When that happened, my parents’ relationship had ended and I lived alone with my father. One day in 1978, my grandmother came home and asked my father if he could take care of me for a couple of days. My father agreed without suspecting anything.
My grandmother never took me back.
After three days, my father went to look for me at my grandparents’ house. When he arrived, it was empty. My grandmother had disappeared with me.
My mother had no idea what had happened at that moment. Months later she found out about her, but my grandparents threatened her that, if she told my father anything, they would go with me to Mexico and she would never see me again. My mother stopped answering my father’s calls.
My grandparents didn’t want me to grow up with my father because my father is black.
They knew he was looking for me and did everything to hide me from him.
Kidnapping
The weird thing about growing up sequestered is that if it happens early enough, you might not know anything. For me, being kidnapped was living my life without anyone telling me the fundamental premise.

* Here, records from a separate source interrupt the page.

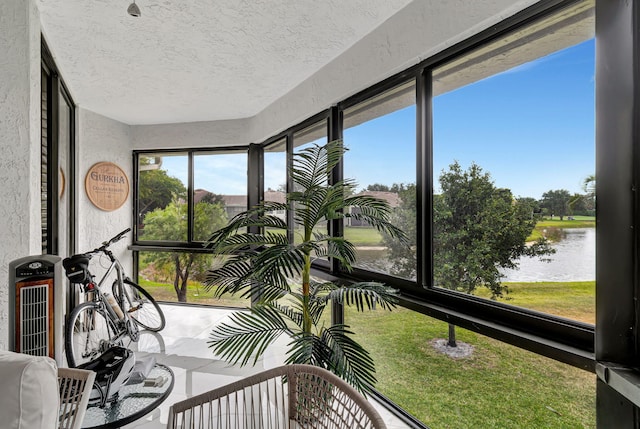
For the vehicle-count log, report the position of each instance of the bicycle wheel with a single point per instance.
(140, 306)
(88, 334)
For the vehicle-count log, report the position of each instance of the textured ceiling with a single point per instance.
(198, 60)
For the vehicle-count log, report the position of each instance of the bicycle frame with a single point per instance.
(122, 314)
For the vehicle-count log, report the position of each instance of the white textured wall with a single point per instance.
(192, 134)
(19, 141)
(103, 139)
(405, 39)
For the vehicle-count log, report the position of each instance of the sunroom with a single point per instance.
(532, 99)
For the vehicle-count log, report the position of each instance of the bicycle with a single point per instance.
(105, 319)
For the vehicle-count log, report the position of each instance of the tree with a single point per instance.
(156, 189)
(479, 229)
(556, 202)
(378, 187)
(404, 217)
(276, 273)
(170, 224)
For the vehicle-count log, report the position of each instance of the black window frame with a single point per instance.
(254, 170)
(568, 341)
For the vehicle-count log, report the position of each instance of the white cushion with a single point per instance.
(29, 394)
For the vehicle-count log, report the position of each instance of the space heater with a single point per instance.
(36, 306)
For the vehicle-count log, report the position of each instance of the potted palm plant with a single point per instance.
(276, 272)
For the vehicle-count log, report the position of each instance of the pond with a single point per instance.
(574, 260)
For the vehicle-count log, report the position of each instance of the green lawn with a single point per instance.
(574, 300)
(498, 386)
(363, 236)
(196, 294)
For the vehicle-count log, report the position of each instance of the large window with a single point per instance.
(183, 197)
(381, 141)
(315, 134)
(514, 168)
(482, 383)
(162, 197)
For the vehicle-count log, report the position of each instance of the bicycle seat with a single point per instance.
(77, 268)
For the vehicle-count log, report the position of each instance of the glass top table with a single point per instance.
(133, 402)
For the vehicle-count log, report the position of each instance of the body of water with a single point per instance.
(574, 260)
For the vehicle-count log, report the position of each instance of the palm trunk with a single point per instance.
(452, 336)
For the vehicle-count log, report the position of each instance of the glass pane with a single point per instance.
(160, 272)
(64, 144)
(481, 383)
(514, 165)
(162, 197)
(381, 141)
(220, 183)
(275, 175)
(313, 135)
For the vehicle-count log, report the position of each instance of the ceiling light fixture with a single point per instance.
(133, 9)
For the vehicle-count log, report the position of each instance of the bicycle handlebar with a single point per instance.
(106, 244)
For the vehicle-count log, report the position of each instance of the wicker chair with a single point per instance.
(75, 389)
(289, 396)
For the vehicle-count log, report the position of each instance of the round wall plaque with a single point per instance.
(107, 186)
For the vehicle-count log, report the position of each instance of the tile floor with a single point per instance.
(182, 346)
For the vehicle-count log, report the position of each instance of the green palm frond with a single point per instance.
(290, 312)
(312, 165)
(336, 351)
(263, 266)
(349, 358)
(365, 295)
(248, 334)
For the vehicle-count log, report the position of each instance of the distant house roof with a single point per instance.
(275, 196)
(239, 200)
(390, 197)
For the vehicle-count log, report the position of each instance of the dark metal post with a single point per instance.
(336, 226)
(617, 170)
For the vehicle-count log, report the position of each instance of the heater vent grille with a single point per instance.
(34, 320)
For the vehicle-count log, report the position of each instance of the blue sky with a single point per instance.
(531, 127)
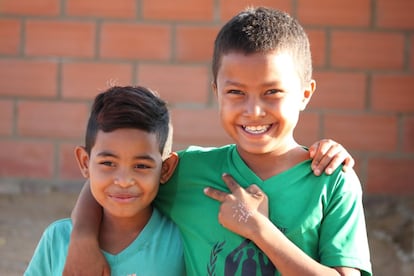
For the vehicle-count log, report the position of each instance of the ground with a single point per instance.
(390, 224)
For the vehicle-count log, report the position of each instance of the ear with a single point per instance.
(82, 157)
(307, 94)
(214, 88)
(168, 167)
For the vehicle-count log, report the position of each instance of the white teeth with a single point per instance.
(256, 129)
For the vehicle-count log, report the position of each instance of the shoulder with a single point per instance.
(194, 152)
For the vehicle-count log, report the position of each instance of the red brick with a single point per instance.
(395, 14)
(176, 86)
(68, 167)
(135, 41)
(411, 53)
(368, 133)
(339, 91)
(390, 176)
(32, 7)
(393, 93)
(335, 13)
(367, 50)
(60, 38)
(307, 130)
(10, 33)
(7, 117)
(26, 159)
(230, 8)
(179, 10)
(28, 78)
(85, 80)
(198, 127)
(195, 43)
(317, 39)
(51, 119)
(102, 8)
(408, 134)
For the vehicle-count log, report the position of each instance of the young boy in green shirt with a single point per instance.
(127, 154)
(290, 222)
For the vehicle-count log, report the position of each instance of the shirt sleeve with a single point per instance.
(343, 236)
(40, 264)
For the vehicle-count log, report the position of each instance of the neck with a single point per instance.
(118, 233)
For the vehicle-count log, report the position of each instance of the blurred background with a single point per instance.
(56, 55)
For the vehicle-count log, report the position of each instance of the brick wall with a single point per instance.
(55, 55)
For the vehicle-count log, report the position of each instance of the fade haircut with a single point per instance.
(261, 29)
(134, 107)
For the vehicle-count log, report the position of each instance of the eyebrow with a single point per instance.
(266, 84)
(110, 154)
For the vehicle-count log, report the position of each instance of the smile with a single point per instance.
(256, 129)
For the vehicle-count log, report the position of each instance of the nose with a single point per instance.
(254, 107)
(124, 179)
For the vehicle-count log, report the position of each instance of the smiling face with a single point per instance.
(124, 170)
(260, 96)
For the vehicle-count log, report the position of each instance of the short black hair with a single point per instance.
(261, 29)
(130, 107)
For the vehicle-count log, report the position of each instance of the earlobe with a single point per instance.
(307, 94)
(214, 88)
(82, 159)
(168, 167)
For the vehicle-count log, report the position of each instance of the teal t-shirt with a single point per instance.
(156, 251)
(322, 215)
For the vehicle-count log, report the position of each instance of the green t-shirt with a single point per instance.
(322, 215)
(156, 251)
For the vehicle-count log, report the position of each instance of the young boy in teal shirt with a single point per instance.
(127, 153)
(290, 222)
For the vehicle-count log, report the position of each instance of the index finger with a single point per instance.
(215, 194)
(233, 186)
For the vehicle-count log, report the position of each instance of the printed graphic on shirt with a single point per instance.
(246, 259)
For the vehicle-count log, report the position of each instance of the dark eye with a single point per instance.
(142, 166)
(235, 92)
(273, 91)
(107, 163)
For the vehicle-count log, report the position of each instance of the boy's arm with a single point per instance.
(328, 155)
(244, 212)
(84, 255)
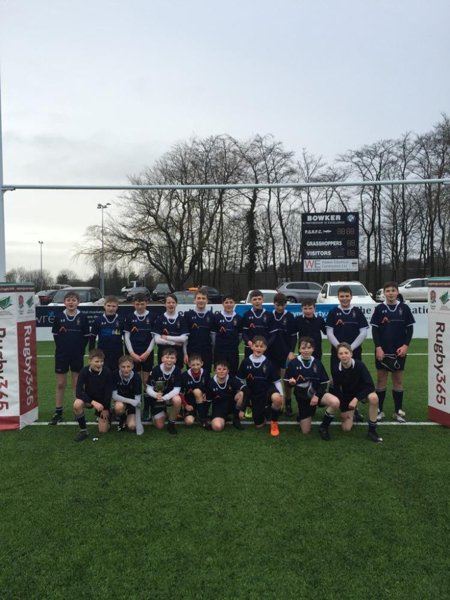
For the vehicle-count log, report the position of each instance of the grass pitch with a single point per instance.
(229, 515)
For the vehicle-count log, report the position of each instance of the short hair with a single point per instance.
(194, 356)
(390, 284)
(125, 358)
(308, 302)
(259, 338)
(279, 298)
(71, 294)
(222, 362)
(306, 340)
(255, 293)
(345, 289)
(96, 353)
(140, 298)
(344, 345)
(167, 351)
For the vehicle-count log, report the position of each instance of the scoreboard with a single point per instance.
(330, 241)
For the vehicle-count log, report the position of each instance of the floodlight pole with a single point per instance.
(102, 273)
(41, 243)
(2, 205)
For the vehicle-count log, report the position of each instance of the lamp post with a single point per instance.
(102, 273)
(41, 243)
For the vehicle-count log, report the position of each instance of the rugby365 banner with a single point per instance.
(439, 350)
(18, 383)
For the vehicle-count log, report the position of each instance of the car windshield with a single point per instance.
(357, 289)
(83, 294)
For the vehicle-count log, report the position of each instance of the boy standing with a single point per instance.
(164, 386)
(311, 325)
(194, 384)
(282, 341)
(227, 328)
(309, 378)
(346, 323)
(139, 342)
(255, 321)
(71, 334)
(225, 392)
(392, 329)
(109, 329)
(263, 384)
(94, 390)
(200, 322)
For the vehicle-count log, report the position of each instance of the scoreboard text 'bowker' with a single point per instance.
(330, 241)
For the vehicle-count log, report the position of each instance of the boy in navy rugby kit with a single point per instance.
(139, 342)
(194, 383)
(200, 324)
(227, 397)
(170, 329)
(127, 391)
(164, 387)
(94, 390)
(255, 321)
(227, 334)
(352, 383)
(308, 377)
(282, 341)
(108, 328)
(311, 325)
(346, 323)
(263, 386)
(392, 329)
(71, 334)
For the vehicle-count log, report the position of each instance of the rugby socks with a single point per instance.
(275, 415)
(327, 419)
(202, 409)
(397, 395)
(81, 422)
(373, 426)
(381, 396)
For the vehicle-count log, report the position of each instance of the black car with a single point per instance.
(160, 292)
(131, 294)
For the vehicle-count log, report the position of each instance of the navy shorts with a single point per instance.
(65, 363)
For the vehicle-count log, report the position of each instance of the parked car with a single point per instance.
(89, 296)
(44, 297)
(328, 293)
(160, 292)
(214, 296)
(267, 296)
(132, 292)
(185, 296)
(414, 290)
(297, 291)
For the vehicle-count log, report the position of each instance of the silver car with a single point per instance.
(297, 291)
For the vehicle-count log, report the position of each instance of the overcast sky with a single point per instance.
(95, 90)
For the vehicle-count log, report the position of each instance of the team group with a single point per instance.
(259, 387)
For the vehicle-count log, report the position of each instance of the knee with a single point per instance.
(78, 406)
(373, 399)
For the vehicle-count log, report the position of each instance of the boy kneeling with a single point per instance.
(94, 390)
(353, 383)
(163, 387)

That infinite sadness I felt upon separating from my friends in Texas was nothing other than the wound that my kidnapping had done to my notion of relationships and bonds with others.

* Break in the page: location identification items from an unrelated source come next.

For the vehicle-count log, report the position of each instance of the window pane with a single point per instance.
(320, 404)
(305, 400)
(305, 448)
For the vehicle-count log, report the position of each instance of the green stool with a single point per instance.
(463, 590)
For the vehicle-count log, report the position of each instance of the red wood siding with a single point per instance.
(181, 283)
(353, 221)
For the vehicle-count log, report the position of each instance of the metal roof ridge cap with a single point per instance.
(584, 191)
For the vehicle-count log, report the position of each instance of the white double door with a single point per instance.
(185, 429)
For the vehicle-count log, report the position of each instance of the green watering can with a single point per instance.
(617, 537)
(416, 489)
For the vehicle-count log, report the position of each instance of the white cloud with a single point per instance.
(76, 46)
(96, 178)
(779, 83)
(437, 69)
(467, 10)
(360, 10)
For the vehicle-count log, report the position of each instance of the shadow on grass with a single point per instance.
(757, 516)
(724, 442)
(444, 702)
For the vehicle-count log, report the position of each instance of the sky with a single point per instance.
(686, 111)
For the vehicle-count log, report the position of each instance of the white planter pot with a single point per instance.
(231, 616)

Ah or ra I’m almost 50 years old and there is one thing that happened when I was almost four years old that is in my thoughts all the time. The reverberations of this event continue to determine my life, determining my relationships.
In some ways, it is the engine that has driven my entire life.
a meeting
The same day I met my father, he took me to meet my black family.

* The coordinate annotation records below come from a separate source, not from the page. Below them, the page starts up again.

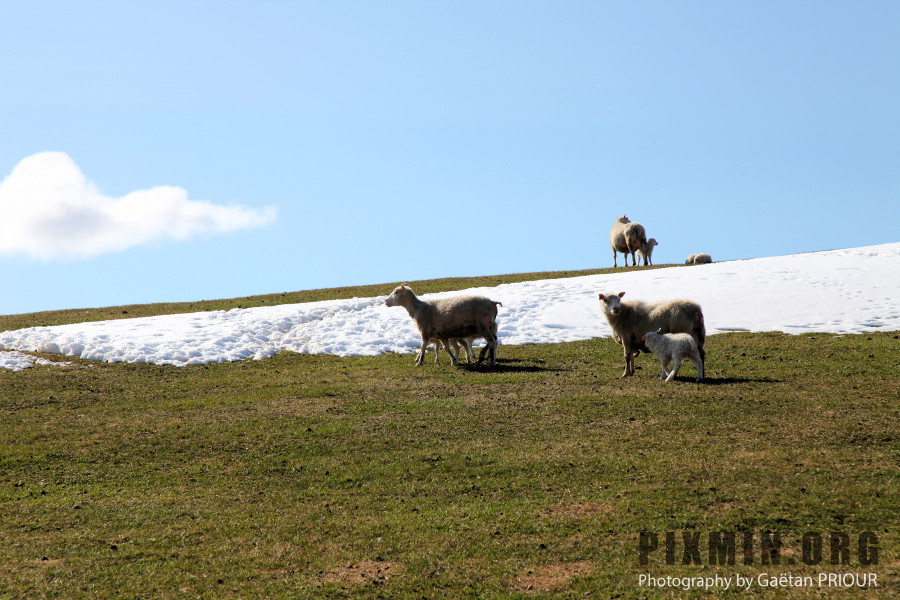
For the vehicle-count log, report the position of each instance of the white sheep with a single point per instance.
(466, 344)
(669, 347)
(459, 317)
(698, 259)
(626, 237)
(630, 320)
(647, 251)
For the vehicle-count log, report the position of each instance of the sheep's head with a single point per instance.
(611, 303)
(397, 297)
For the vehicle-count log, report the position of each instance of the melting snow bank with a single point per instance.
(840, 291)
(16, 361)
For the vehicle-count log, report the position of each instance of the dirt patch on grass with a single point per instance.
(363, 573)
(549, 577)
(577, 510)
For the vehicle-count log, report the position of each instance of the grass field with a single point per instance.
(311, 476)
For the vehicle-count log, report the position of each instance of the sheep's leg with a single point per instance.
(453, 358)
(698, 362)
(629, 362)
(489, 350)
(470, 356)
(676, 364)
(420, 357)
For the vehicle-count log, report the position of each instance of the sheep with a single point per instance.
(626, 237)
(449, 318)
(669, 347)
(647, 251)
(630, 320)
(466, 344)
(698, 259)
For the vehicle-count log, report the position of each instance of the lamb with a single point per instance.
(669, 347)
(448, 318)
(466, 344)
(630, 320)
(698, 259)
(647, 251)
(626, 237)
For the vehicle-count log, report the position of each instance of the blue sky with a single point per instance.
(280, 146)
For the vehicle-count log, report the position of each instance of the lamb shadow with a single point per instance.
(731, 380)
(509, 365)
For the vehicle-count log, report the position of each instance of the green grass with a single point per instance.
(306, 476)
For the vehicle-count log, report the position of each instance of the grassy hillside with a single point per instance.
(63, 317)
(323, 477)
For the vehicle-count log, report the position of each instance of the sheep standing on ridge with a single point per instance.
(698, 259)
(669, 347)
(647, 251)
(626, 237)
(450, 318)
(630, 320)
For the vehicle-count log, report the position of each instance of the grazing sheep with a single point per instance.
(626, 237)
(698, 259)
(466, 344)
(647, 251)
(669, 347)
(630, 320)
(450, 318)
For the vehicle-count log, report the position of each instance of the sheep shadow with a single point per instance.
(510, 365)
(730, 380)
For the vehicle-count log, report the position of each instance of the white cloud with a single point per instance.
(51, 211)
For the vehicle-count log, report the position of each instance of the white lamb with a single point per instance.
(669, 347)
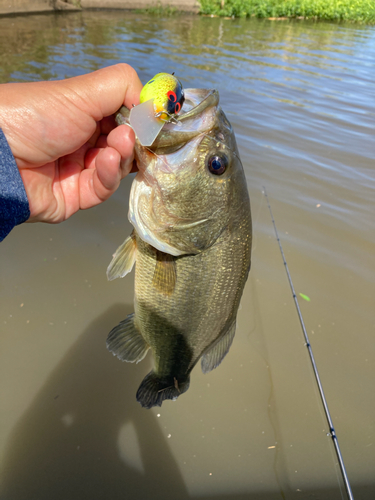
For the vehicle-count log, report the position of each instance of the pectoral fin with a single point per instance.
(125, 341)
(123, 260)
(165, 273)
(216, 354)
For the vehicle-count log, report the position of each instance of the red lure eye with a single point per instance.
(172, 96)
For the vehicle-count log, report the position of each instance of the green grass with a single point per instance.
(159, 10)
(362, 11)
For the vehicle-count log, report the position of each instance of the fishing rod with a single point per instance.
(332, 432)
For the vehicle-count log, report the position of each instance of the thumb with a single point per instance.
(104, 91)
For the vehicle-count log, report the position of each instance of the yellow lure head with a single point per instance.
(167, 92)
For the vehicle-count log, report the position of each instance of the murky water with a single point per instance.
(301, 99)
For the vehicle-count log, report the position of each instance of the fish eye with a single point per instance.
(217, 164)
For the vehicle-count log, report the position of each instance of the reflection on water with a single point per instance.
(300, 97)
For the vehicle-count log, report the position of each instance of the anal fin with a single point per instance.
(125, 341)
(123, 260)
(165, 274)
(215, 355)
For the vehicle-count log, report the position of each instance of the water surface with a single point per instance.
(300, 97)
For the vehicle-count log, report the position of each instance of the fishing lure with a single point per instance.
(161, 100)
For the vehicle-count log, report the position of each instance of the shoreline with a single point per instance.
(279, 10)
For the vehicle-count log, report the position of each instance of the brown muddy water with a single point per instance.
(300, 97)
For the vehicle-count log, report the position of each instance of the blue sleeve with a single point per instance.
(14, 205)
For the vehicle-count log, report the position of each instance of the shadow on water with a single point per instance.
(66, 444)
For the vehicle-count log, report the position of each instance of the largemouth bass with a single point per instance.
(191, 246)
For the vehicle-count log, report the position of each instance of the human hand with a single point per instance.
(67, 147)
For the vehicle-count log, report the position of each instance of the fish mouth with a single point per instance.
(197, 117)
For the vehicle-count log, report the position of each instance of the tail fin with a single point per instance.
(154, 390)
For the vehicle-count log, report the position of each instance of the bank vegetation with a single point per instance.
(362, 11)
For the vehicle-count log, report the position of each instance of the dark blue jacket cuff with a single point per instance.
(14, 205)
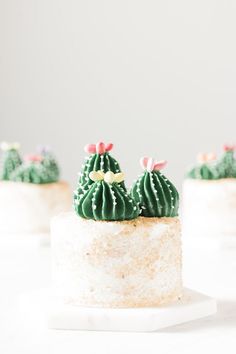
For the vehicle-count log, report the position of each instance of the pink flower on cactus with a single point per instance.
(99, 148)
(207, 157)
(33, 158)
(227, 147)
(149, 164)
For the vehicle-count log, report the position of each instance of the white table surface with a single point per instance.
(25, 267)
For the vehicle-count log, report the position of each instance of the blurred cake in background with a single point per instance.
(104, 253)
(30, 191)
(209, 196)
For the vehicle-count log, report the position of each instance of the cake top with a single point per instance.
(34, 168)
(105, 199)
(208, 167)
(155, 194)
(99, 159)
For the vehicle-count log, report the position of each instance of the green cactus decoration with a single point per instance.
(100, 159)
(227, 165)
(205, 169)
(105, 199)
(155, 194)
(10, 161)
(50, 164)
(34, 170)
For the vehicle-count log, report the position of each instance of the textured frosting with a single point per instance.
(106, 200)
(204, 171)
(155, 194)
(10, 161)
(227, 165)
(100, 159)
(208, 168)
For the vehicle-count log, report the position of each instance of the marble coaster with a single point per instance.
(58, 315)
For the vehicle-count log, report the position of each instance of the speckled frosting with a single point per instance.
(210, 168)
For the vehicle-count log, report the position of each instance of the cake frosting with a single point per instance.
(30, 191)
(105, 254)
(209, 196)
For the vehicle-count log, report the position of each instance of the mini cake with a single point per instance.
(105, 254)
(209, 196)
(30, 191)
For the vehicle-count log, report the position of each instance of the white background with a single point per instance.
(154, 77)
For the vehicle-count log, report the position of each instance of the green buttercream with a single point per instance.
(31, 172)
(95, 162)
(206, 171)
(10, 161)
(105, 201)
(156, 195)
(227, 165)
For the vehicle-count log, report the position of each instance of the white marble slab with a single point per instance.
(192, 306)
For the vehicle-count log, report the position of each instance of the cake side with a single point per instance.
(135, 263)
(209, 207)
(28, 207)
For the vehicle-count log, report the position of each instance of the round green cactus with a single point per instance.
(10, 160)
(106, 200)
(155, 194)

It was very exciting. She was so happy to do it.
Meeting them changed my perception of my place in the world. It wasn’t until that moment that I began to slowly develop a notion of my own blackness.
As I began to understand my own blackness, I began to feel like a more integrated person. I began to feel like my blackness was a part of me, which ultimately meant that I was a part of me.
I felt integrated into the story, part of the text and not just an asterisk.
My grandmother
After so many years, I don’t know if I can talk about my grandmother without being cruel.
I guess you could say that I don’t think she acted in a way that she herself perceived as evil.
I think he did the least he could. And I suspect he was very unhappy. I suspect that, if he had the choice, he would have had a totally different life.
I’m not sure if I ever confronted her about why she did what she did. Honestly, I don’t remember. But I do know that she told me that she wanted her to have, in her words, advantages of her. I guess she was referring to the advantages of being white.
Perhaps the reason she and my grandfather did what they did was their belief that white people were superior and simply had better lives.
I think they thought that kidnapping me would be killing several birds with one stone: they thought I could become white or that they could at least keep me away from my blackness, but also my grandfather, who was really my step-grandfather, couldn’t have children of his own. I think he saw me as an opportunity to have a child.
Honestly, I don’t think my well-being was a priority or even a secondary concern for them.
From all of this, I learned that racism is very often not personal.
Relationships informed and determined by racism are still complex relationships. Without trying to be ironic, they cannot be seen as something black and white.
My grandparents could be white supremacists and still want to raise a black child.
My children
After spending so much time longing for a family, my children are the best thing that has ever happened to me.
There is no experience like it. It is a tremendous and unlimited love. It’s really wonderful.
My oldest daughter is called Sylvia, after Sylvia Plath.
And in his last name he has McCrae, my father’s last name, which was not the one I grew up with but which I decided to take after meeting him again.
This year Shane McCrae published his first prose book, Pulling the Chariot of the Sun: A Memoir of a Kidnapping, which captures his memories of this story.
*This note is based on an interview given by Shane McCrae and Stanley McCrae to the BBC Outlook program and a recent BBC Mundo interview with Shane McCrae.